Sixty-three patients who received IDAC re-induction were identified. A total of 62 patients met criteria and were included in the analysis. The only patient excluded was based on failure to receive full re-induction course. The mean age was 55.7 years (STD + 12.8 years) and mean BSA was 2.05 m2 (STD + 0.3 m2). Thirty-seven (60%) patients were male and 56 (92%) were Caucasian. Thirty-two (52%) patients were classified as adverse risk, 27 (43%) were intermediate risk, and 3 (5%) were favorable risk per 2022 European LeukemiaNet (ELN) criteria. Of the 62 patients, 13 (21%) had monocytic differentiation, two (3%) had a TP53 mutation, and 16 (26%) had FLT3 mutations.

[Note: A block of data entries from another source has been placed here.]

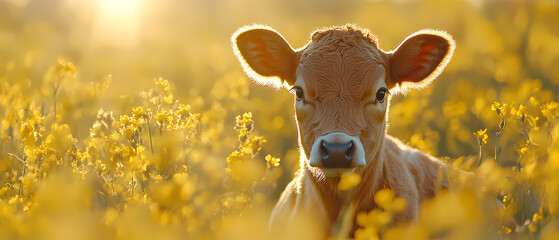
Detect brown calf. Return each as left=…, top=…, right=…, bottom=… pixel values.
left=233, top=25, right=455, bottom=236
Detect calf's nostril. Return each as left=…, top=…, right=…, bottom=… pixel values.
left=320, top=141, right=328, bottom=160
left=320, top=141, right=355, bottom=168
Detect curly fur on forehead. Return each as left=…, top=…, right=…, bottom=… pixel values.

Of those with FLT3 mutations 12 (75%) were ITD positive and 5 (31%) were TKD positive, with one patient having both mutations. The most common initial induction regimen was 7 + 3, with 50 (81%) patients, followed by 11 (18%) 7 + 3 with midostaurin, and 1 (2%) 7 + 3 with GO. This institution utilizes 7 + 3 with midostaurin in those with FLT3 mutated AML and 7 + 3 with GO in core binding factor (CBF) AML who are considered fit. The number of patients who received each induction regimen can be found in Table 1. Of note, not all patients who were FLT3 mutation positive received midostaurin, given that part of the study period was prior to midostaurin approval. Additionally, the most common induction daunorubicin dose was 90 mg/m2 in 37 patients (61%), followed by 60 mg/m2 in 23 patients (34%), and 45 mg/m2 in 1 patient (2%). Of note, one patient received daunorubicin at an outside facility and the dose was not able to be identified; the patient who received 45 mg/m2 was appropriately reduced due to hepatic impairment. Forty-six (74%) patients received a cytarabine dose of 1500 mg/m2 compared to 16 patients (26%) who received a dose of 1000 mg/m2. The reduced dose of 1000 mg/m2 was appropriate for these patients given age > 60 at time of re-induction. Post first induction bone marrow blasts were > 50% in 34 (55%), 20% to 50% in 23 (37%), and < 20% in 5 (8%) of patients. Most patients requiring IDAC reinduction were based on day 14 or day 21 marrow results showing residual disease (n=42, 75%), while a minority of patients had required reinduction IDAC based on residual disease on recovery bone marrow biopsy (n=14, 25%). All other baseline clinical characteristics are described in Table 1.